- Born: August 15, 1915 Calcutta, British India
- Died: June 5, 1996 (aged 80) Calcutta, British India
- Spouse: Sunanda Chattopadhyay
- Awards: Nehru Award

= Satyen Maitra =

Indian educator (1915–1996)

Satyen Maitra (born Satyendranath Maitra; August 15, 1915 – June 5, 1996) was an educator, social worker, and a pioneer of mass education in India.

==Early life ==

Satyen Maitra was born in Calcutta (now Kolkata), West Bengal, India, on August 15, 1915.
His father was Dwijendranath Maitra. The Maitra family hailed from the Barisal District, now in Bangladesh. Maitra's grandfather was Loknath Maitra. He was a good friend of Iswar Chandra Vidyasagar. At the call of Vidyasagar, Loknath married Jagattarni Devi, a widow. Satyen Maitra passed the matriculation examination at the Mitra Institution and graduated in with a degree in economics from Presidency College (now Presidency University) in Calcutta. He continued to study economics at the London School of Economics. However, due to an illness, he did not complete his studies.

In 1944, he married Sunanda Chattopadhyay.

==Career==

After returning to India, he started a news press and publishing house where he published Agantuk. After it was shut down under the regulations of the Vernacular Press Act, he began publishing another journal, Chunta Prakash, initially published from Tripura.

His father was involved in social activities through Bengal Social Service League, where eminent figures like Rabindranath Tagore, Ashutosh Mukherjee, Shibnath Shastri, Acharya Prafulla Chandra Roy, and others were associated. Satyen Maitra came into contact there with scholars and eminent personalities, such as Kalidas Nag, Nilratan Sircar, Dr. Haridhan Datta, Dr. Chunilal Basu, Andrews Pearson, Abanindranath Tagore, Gaganendranath Tagore, Sukumar Roy, Saratchandra Challopadhyay, Prasanta Chandra Mahalanobis, Satyendranath Bose in his childhood and early boyhood.

===Educator===

Satyen Maitra evolved the system called the “Eclectic Method” for adult and non-formal education. It has been accepted in the following Indian educational programs: Total Literacy Campaign (TLC), Post Literacy Program (PLP), and Continuing Education Program (CEP).
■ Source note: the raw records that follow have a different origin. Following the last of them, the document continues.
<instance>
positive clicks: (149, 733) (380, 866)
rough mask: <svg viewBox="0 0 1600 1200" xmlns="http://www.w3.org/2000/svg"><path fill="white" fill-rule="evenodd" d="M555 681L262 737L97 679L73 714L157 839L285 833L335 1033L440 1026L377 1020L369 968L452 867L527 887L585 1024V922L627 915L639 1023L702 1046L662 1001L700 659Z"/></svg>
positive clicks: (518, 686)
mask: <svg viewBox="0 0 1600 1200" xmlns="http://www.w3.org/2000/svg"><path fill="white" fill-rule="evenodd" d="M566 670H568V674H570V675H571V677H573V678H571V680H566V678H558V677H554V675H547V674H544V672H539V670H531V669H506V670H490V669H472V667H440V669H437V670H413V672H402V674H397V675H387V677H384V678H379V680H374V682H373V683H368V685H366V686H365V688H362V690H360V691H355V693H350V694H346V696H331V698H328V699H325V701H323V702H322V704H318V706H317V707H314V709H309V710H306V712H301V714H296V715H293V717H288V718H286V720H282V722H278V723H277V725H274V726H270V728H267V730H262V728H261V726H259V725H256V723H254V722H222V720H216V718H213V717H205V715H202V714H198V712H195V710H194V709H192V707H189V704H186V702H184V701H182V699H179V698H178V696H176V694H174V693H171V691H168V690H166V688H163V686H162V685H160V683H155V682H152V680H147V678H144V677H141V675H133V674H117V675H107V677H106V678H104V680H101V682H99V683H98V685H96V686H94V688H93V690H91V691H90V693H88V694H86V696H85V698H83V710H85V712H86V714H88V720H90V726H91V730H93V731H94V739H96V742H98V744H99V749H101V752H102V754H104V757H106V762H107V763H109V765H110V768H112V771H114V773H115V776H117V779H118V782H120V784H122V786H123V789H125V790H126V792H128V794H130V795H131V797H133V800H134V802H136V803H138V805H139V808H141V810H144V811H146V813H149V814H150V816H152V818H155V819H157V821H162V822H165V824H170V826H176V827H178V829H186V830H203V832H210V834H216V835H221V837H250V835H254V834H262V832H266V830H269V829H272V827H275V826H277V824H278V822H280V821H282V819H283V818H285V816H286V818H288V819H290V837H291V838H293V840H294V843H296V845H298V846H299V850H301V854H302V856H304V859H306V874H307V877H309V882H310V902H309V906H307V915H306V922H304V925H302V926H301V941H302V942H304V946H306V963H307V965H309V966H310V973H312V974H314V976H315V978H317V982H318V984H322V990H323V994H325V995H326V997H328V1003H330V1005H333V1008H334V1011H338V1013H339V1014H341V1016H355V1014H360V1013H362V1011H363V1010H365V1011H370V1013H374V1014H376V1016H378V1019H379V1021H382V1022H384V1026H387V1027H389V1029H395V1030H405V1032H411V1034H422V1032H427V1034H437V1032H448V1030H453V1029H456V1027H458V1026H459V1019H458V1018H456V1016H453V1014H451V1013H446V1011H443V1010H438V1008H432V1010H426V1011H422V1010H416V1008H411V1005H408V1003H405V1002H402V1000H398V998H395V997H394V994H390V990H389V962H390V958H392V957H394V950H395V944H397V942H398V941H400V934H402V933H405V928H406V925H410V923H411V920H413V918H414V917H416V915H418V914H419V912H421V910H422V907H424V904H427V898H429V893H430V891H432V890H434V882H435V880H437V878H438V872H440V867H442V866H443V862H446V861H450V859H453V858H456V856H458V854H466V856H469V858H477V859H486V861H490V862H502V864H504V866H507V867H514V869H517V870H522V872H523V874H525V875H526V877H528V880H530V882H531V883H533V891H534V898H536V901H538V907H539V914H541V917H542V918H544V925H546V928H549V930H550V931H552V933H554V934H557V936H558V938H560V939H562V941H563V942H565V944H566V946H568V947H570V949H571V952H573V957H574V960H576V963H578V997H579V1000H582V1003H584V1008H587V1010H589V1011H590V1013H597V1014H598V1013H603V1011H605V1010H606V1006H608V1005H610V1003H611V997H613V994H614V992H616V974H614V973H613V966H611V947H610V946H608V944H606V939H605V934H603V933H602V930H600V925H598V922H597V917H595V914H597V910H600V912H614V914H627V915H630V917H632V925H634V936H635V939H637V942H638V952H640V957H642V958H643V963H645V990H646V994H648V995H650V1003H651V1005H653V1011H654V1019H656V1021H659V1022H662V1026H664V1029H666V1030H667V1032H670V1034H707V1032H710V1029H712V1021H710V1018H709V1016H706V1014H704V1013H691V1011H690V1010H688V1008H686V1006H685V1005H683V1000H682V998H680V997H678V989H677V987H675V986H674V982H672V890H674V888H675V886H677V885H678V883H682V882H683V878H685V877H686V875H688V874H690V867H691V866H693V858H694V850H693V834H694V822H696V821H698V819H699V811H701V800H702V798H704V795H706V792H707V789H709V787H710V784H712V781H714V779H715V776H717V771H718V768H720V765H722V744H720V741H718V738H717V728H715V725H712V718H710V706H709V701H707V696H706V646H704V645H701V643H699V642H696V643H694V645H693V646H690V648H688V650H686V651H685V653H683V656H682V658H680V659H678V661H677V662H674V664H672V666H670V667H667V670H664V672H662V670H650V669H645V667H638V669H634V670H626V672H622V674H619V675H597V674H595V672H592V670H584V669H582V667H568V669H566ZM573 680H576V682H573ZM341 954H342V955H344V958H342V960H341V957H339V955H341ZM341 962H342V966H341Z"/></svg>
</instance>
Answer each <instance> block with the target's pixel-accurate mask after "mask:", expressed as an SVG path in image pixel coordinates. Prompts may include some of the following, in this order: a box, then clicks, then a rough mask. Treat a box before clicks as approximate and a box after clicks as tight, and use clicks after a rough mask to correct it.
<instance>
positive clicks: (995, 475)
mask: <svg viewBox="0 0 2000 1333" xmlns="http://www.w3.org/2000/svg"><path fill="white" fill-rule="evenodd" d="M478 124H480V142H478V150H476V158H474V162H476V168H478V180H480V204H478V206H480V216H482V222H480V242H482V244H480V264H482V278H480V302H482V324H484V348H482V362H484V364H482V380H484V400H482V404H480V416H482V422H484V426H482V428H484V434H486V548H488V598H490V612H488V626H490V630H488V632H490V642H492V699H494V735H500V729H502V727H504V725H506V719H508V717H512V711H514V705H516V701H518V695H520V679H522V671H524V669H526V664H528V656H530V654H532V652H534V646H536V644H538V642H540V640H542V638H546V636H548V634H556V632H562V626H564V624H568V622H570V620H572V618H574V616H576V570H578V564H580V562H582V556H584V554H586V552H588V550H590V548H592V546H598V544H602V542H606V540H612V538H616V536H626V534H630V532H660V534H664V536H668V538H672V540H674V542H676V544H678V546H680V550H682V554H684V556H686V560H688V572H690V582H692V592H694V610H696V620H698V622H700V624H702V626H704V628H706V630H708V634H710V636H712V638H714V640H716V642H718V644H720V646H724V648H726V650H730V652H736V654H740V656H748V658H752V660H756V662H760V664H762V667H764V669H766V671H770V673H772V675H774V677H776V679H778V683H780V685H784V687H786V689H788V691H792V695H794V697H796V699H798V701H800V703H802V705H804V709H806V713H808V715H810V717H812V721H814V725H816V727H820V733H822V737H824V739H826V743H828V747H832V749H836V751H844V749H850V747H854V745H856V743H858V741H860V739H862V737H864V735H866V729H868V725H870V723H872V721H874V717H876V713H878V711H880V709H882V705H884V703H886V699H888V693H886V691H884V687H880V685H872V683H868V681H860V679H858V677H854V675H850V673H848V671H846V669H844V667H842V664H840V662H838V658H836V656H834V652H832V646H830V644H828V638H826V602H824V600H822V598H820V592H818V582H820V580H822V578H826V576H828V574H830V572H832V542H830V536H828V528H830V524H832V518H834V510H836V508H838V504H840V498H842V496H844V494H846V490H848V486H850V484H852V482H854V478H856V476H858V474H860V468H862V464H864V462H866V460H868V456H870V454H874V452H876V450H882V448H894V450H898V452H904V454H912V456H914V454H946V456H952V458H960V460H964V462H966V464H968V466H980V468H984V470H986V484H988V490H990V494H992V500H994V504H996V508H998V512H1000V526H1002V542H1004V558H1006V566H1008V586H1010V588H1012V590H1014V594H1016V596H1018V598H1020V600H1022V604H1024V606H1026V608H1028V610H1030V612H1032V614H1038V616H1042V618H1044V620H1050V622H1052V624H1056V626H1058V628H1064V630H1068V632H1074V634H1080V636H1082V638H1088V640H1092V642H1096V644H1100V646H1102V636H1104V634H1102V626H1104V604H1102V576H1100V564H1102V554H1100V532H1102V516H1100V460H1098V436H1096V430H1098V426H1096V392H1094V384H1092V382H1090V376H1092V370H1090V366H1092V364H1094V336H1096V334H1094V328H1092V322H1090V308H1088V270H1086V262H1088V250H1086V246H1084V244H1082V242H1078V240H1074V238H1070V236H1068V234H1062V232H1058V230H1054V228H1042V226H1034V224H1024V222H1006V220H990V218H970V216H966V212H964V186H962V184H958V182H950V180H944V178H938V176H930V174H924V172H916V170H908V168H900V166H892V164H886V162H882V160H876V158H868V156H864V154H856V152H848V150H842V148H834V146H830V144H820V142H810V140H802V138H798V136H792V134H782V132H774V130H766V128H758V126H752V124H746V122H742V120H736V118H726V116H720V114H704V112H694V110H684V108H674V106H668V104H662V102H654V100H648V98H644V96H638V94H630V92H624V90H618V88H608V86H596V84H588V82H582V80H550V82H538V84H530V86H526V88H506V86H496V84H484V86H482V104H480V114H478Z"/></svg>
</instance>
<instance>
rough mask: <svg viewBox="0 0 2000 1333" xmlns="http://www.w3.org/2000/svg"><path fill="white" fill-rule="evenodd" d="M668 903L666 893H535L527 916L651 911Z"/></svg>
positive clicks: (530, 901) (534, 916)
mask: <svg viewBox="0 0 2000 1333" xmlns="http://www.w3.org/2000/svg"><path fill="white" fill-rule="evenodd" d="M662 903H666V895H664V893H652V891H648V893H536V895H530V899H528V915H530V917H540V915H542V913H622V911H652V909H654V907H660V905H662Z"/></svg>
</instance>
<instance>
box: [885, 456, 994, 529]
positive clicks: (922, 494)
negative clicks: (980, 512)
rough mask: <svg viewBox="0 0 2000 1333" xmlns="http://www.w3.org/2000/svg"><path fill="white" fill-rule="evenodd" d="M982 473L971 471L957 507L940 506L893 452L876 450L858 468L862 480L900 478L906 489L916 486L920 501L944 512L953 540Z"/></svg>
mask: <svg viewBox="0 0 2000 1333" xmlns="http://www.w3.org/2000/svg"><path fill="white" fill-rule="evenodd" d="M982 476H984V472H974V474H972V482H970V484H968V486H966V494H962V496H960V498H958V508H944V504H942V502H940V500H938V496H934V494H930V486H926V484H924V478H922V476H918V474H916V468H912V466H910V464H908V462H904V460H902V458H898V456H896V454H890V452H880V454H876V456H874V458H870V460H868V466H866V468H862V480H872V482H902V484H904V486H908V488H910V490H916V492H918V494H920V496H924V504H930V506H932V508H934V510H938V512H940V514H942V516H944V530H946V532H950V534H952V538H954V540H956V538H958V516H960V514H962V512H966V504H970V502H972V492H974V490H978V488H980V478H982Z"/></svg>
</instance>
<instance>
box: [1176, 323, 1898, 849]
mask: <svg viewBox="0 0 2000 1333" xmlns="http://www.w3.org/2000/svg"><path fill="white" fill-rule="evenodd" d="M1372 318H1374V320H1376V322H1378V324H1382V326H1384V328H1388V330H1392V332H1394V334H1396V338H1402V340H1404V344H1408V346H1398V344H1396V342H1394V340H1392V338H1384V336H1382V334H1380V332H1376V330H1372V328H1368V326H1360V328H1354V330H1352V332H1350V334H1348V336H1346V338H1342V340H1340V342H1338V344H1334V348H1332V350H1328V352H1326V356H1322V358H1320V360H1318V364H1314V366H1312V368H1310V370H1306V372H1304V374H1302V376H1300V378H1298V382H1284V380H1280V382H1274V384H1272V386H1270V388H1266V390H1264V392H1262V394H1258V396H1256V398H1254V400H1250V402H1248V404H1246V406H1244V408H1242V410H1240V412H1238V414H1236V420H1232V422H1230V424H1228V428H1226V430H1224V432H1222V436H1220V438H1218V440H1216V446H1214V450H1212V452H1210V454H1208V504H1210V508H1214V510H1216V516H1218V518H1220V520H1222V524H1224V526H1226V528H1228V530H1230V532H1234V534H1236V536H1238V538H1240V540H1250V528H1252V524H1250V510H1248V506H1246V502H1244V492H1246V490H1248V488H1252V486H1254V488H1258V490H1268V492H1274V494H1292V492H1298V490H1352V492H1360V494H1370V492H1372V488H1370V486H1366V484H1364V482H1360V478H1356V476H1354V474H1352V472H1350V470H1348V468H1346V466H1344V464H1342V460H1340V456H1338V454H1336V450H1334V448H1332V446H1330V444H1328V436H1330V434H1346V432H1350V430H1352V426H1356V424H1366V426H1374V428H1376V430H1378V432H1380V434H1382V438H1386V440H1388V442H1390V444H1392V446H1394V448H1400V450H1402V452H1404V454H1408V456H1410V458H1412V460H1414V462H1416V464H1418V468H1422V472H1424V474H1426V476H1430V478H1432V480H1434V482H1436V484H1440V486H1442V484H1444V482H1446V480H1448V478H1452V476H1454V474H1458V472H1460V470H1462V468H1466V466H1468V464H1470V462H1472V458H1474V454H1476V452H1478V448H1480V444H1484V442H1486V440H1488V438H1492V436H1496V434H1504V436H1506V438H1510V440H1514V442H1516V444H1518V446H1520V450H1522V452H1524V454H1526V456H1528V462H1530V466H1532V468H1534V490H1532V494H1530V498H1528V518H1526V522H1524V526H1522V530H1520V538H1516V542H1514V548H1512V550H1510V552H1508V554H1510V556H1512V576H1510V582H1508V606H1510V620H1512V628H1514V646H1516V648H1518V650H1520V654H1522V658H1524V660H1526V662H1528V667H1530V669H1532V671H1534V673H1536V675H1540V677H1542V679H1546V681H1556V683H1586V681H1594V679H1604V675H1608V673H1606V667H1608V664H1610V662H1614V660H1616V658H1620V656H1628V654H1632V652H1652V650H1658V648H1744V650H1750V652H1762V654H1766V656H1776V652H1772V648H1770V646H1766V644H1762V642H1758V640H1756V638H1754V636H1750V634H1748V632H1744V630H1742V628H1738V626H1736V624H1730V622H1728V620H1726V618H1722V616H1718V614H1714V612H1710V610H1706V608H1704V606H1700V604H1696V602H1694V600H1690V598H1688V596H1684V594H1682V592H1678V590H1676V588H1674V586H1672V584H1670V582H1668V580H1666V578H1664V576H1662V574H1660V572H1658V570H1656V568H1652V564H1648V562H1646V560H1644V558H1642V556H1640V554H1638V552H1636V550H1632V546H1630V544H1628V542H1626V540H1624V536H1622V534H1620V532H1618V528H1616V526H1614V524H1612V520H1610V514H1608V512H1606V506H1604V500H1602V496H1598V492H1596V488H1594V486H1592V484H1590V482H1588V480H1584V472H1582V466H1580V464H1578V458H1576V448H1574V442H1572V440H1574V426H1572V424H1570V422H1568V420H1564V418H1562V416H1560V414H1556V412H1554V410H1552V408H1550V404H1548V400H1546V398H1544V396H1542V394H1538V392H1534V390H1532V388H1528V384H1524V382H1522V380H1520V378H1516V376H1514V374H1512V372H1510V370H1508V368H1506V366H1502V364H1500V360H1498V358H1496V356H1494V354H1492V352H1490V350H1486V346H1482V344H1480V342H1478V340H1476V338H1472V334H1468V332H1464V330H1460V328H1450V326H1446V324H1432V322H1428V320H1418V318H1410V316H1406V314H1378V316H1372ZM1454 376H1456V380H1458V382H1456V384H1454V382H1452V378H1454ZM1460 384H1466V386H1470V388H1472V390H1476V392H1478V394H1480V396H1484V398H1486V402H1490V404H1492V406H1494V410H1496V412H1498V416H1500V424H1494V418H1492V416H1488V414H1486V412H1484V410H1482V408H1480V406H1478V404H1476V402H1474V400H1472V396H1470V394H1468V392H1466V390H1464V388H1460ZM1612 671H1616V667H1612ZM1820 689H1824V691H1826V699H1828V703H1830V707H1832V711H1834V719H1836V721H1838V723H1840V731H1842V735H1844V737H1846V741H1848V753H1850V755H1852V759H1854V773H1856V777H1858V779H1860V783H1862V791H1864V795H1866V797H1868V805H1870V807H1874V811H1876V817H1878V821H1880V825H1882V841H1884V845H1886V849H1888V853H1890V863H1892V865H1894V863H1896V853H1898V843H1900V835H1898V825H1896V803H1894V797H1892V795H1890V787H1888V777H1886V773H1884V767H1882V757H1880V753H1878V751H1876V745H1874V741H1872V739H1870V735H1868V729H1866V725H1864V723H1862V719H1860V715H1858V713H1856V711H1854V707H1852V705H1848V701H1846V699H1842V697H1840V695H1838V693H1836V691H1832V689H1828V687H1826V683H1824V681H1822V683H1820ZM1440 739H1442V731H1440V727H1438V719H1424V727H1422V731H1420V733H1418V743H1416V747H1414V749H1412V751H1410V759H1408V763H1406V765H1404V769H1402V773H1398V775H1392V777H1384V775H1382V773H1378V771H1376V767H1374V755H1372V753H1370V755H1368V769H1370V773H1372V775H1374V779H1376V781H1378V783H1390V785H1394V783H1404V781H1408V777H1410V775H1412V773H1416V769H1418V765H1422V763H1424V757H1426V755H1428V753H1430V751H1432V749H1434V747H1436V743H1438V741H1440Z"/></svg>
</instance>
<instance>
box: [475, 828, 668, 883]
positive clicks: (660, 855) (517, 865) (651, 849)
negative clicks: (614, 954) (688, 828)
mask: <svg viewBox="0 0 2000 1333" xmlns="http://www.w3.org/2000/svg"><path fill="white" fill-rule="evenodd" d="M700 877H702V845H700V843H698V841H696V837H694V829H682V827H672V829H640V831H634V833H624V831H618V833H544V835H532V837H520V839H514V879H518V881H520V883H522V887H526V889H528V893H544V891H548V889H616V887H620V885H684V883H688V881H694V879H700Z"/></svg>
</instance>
Maitra wrote textbooks for adults in non-formal education. He was inducted into the Advisory Committee of the National Board of Education in 1970. In 1961, Maitra became a member of the Indian Adult Education Association of West Bengal Unit thanks to his lifelong contribution to literacy, from 1943 to 1996.

==Awards==

- Nehru Award in 1974 (Indian Adult Education Association)
- Under his leadership, the Bengal Social Service League received an award from UNESCO.
- Rabindra Bharati University awarded him the Honorary D.Lit for his contribution towards literacy programs.

==Death==

Satyen Maitra died on June 5, 1996, in Kolkata. In memory of Maitra, the Government of India instituted the "Satyen Maitra National Literacy Award”, recognizing literacy campaigns across India.